1) In Mark's crackling account, not only do Simon, Andrew, James and John recognize Jesus’ authority “immediately” - an “unclean spirit” does, too, confronting Jesus as a threat and naming him as “the Holy One of God.” This confrontation serves as the iconic launch of Jesus’ public ministry, and so Mark’s message is clear: Jesus comes into the world as a healing liberator in direct, authoritative opposition to the death-dealing forces of evil and ruin in the world.
2) What strikes the crowd about Jesus’ teaching is that he does it “with authority,” speaking in his own voice rather than leaning on other authorities in the familiar style of the scribes. In Mark and elsewhere, Jesus often cites both scripture and tradition - but not here at the outset, a signal of his distinctive prophetic standing and power. In Mark's imagination, when Jesus speaks, we hear God’s voice; and when Jesus acts, we see God's activity in the world. Jesus doesn’t simply talk about healing and liberation. He heals and liberates. In this sense, his teaching is indistinguishable from his mission, and from who he is. In fact, the word Mark uses here for “authority” is exousia, a close cousin of the word that eventually ends up in the Nicene Creed to indicate “substance” or “being.” Jesus speaks and acts from his essence. What he says, what he does, and who he is are all one and the same: he is “the Holy One of God,” the one who has come to heal and liberate the world.
1) Since many people today don’t typically interpret the world in terms of demons and exorcisms, it can be tempting to apologize for this passage as obsolete and unconvincing. But this is a false start. After all, when we read the Bible we engage ancient texts from halfway around the world - it's only to be expected that they’ll feel cross-cultural and unfamiliar at first. Think of this as a kind of travel through time and space. The opportunity is to stay open to how another way of thinking and living can shed new light on our own.
2) Any number of death-dealing forces today are often experienced as "possession" or being "caught up" in dynamics that far exceed our intentions or control. Think of how addiction overwhelms individuals and families; how racism shape-shifts over time from explicit to implicit forms; how anger consumes; how envy devours; or how sexist attitudes create a culture of degradation to which unwitting comments contribute every day. We may or may not call addiction or racism or the objectification of women “demons,” but they are most certainly demonic.
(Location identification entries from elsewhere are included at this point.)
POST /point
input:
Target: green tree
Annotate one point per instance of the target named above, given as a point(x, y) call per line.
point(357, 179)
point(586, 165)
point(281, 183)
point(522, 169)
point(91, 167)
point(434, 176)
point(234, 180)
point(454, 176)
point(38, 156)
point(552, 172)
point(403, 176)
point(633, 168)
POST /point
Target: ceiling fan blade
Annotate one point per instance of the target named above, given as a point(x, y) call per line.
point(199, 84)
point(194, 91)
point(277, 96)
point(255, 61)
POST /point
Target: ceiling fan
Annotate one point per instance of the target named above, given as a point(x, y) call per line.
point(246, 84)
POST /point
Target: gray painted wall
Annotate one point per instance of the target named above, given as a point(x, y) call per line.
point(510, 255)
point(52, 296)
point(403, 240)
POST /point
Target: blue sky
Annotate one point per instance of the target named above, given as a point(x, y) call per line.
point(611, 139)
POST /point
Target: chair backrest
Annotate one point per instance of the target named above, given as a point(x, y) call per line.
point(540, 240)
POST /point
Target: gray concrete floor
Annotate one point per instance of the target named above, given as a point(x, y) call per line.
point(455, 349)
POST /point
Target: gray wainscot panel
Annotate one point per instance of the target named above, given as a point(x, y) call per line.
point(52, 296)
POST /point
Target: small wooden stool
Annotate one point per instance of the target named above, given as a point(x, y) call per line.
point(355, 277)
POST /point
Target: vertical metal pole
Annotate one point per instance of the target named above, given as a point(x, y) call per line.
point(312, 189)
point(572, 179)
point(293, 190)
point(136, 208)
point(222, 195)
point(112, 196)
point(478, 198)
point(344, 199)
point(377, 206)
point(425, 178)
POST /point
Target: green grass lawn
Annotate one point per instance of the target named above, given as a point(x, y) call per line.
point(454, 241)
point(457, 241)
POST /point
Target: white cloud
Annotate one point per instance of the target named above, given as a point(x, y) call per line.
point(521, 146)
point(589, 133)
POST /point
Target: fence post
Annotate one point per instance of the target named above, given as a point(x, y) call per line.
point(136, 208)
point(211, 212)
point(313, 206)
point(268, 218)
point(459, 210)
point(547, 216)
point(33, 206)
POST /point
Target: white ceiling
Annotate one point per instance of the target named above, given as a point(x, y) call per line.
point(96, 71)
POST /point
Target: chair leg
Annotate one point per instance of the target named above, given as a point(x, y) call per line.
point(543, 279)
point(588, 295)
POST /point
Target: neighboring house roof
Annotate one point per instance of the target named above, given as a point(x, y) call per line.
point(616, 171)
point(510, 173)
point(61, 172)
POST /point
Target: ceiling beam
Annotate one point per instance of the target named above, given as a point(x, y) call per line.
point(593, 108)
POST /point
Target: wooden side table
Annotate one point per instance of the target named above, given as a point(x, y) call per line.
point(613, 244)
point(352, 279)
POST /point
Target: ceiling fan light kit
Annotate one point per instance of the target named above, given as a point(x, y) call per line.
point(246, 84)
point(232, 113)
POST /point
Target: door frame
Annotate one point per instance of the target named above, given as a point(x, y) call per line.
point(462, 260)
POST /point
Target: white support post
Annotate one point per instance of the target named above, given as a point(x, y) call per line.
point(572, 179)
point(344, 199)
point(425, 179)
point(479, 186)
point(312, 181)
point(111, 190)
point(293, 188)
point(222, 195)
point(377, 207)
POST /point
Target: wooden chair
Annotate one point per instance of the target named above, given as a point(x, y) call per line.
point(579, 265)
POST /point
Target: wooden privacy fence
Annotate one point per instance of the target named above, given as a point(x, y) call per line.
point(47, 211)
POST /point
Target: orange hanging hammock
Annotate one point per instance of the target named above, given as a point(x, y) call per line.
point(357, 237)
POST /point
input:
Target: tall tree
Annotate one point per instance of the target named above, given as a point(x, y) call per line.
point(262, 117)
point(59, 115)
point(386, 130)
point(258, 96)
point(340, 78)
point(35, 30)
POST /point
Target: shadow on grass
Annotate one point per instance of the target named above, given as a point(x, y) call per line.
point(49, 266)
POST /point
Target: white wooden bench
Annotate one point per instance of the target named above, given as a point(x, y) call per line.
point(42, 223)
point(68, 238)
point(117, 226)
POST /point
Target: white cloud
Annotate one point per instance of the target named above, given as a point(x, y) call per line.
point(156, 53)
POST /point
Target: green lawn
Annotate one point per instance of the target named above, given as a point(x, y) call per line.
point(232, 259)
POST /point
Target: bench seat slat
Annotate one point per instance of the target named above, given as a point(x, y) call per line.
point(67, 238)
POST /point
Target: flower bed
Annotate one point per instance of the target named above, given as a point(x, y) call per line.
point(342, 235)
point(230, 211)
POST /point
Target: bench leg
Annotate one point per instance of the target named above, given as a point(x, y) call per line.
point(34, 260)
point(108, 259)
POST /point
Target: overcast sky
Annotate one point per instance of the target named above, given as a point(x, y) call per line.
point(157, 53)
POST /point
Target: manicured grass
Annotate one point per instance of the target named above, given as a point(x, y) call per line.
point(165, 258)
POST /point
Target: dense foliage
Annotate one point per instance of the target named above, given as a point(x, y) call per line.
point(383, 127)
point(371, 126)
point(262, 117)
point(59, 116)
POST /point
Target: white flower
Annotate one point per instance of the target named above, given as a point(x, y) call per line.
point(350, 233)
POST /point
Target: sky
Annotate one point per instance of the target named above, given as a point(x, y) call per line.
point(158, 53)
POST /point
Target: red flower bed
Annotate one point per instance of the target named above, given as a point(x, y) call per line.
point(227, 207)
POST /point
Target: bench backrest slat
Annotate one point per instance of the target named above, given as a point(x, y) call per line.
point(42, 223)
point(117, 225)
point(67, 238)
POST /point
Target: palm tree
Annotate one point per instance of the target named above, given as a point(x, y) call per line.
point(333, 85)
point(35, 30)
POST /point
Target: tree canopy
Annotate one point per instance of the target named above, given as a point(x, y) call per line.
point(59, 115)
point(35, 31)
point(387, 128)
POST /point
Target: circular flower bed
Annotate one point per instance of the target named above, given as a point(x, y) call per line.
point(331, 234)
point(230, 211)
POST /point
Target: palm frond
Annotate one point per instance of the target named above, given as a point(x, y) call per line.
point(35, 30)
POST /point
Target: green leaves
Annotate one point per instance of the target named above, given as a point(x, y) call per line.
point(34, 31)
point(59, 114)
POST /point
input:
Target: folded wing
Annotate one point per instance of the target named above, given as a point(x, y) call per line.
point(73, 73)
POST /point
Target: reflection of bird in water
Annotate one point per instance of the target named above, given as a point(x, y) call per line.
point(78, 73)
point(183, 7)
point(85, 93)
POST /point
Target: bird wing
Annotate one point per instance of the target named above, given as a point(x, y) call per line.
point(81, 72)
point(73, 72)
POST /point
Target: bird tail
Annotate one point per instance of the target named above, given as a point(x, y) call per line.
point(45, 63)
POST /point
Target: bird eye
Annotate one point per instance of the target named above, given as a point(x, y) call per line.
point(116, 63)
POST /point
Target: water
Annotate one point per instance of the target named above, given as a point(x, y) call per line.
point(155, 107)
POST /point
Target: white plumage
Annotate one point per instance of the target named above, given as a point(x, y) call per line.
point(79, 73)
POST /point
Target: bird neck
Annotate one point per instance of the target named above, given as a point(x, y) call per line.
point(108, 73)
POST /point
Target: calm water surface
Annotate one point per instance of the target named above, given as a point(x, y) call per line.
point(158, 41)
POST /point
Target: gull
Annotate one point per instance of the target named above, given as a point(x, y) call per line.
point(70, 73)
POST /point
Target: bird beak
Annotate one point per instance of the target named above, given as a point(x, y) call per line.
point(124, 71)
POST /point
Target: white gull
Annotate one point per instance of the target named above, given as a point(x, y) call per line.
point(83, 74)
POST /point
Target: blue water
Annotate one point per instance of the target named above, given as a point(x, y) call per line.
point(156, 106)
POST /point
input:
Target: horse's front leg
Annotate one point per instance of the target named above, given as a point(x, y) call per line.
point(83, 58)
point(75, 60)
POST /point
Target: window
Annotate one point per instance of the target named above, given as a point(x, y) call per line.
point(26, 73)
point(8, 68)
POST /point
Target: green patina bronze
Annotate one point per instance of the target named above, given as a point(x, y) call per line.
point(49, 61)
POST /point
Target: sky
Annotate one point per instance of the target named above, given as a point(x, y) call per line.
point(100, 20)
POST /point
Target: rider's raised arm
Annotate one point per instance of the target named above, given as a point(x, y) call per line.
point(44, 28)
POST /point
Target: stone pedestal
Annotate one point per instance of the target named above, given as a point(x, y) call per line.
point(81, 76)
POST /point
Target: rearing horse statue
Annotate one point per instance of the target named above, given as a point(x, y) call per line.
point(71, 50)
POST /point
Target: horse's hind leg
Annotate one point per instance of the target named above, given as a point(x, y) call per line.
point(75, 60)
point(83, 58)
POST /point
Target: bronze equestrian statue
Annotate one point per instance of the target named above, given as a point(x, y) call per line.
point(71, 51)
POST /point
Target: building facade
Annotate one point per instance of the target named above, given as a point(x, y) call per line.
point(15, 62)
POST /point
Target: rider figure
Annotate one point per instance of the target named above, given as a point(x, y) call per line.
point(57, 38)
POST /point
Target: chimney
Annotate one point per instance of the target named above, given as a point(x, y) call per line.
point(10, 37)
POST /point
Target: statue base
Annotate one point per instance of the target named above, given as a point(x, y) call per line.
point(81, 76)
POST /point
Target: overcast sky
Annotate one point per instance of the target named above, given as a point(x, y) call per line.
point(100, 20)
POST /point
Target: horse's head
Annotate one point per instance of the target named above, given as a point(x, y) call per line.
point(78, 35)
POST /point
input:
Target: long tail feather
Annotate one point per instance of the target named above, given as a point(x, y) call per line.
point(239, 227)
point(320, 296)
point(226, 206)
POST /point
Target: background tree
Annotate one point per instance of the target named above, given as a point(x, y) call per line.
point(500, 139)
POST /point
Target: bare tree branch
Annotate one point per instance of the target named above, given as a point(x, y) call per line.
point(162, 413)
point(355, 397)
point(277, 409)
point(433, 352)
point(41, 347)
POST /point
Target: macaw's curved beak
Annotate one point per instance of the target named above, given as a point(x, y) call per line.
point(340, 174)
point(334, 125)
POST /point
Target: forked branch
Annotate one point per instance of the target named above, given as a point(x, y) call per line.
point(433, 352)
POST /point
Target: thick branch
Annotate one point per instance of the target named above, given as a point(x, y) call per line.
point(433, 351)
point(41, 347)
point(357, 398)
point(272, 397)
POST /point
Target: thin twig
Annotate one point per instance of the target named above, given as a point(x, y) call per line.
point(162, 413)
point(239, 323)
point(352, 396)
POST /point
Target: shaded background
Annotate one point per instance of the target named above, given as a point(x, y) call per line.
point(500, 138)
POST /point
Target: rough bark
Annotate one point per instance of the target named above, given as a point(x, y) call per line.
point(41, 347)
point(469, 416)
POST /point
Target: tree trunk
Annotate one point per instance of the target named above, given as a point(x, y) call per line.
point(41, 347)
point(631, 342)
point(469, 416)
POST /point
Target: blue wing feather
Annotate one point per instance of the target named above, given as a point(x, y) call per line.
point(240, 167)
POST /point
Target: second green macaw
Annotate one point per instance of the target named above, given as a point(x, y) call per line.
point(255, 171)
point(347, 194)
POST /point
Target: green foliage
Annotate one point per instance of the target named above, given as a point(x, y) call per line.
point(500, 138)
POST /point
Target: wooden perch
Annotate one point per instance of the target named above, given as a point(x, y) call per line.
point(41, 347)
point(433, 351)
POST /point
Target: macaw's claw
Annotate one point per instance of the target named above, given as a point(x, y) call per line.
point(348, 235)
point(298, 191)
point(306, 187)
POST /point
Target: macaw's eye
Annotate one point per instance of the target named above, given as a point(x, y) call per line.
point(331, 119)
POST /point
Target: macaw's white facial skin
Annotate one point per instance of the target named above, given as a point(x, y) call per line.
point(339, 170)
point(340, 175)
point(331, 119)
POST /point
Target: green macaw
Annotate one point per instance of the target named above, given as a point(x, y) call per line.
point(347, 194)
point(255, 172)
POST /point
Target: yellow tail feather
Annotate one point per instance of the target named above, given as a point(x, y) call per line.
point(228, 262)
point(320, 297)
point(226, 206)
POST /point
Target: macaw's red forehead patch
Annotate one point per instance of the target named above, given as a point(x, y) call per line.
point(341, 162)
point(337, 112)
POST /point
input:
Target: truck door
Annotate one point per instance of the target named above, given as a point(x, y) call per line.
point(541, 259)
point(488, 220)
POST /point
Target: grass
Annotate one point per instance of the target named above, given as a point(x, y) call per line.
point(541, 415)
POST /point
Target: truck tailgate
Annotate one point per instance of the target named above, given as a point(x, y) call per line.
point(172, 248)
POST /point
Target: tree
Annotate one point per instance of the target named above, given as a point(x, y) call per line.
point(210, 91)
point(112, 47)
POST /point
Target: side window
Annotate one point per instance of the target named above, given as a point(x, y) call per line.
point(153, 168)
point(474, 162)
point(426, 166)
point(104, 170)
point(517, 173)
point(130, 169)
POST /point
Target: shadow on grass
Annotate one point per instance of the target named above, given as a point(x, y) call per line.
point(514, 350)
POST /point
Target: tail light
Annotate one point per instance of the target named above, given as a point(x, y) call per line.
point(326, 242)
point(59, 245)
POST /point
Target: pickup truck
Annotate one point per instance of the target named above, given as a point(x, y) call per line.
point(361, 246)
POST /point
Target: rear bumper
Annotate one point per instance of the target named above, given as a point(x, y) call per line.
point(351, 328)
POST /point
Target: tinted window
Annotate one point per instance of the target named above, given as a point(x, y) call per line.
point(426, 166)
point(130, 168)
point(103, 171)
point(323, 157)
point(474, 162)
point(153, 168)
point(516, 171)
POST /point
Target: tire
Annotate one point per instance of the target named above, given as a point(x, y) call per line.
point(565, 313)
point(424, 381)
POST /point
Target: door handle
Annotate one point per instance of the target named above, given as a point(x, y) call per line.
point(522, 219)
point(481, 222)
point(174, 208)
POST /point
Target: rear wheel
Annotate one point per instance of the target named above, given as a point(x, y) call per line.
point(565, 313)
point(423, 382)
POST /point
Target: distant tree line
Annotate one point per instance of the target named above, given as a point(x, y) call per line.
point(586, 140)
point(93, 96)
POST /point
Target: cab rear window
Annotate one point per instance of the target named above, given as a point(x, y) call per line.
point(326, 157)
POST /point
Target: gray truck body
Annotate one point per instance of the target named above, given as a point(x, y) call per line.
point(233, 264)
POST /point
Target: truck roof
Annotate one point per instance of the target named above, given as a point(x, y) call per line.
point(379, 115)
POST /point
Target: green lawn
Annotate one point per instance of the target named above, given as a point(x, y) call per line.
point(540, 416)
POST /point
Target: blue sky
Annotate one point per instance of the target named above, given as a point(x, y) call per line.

They move through the world as though possessed of a kind of cunning. They resist our best attempts to overcome them. And as we make those attempts, the experience can be less like figuring out an equation and more like wrestling with a beast.
3) And so for Mark, Jesus comes into the world to wrestle with these beasts. The word “salvation” comes from the Latin salvus, which means “health” - and in Mark, Jesus’ idea of salvation isn’t to give us a ticket to a heavenly land in the old by-and-by, but rather to bring new health into our lives and communities today. For the sake of all people and the whole of creation, the death-dealing forces around us must be confronted and, ultimately, overcome. To follow Jesus is to join him in just this kind of confrontation, to speak and act with boldness and clarity, to heal and liberate with our words and at the same time with our deeds. As Mark tells it, when Jesus says to James and John, “Follow me,” he means follow him into the fray, into the shadows, into the menace itself. He means follow him into the work of building up from the ruins, of freeing the captives, of salvation (health!) in that old by-and-by, sure, but also in the immediate here and now!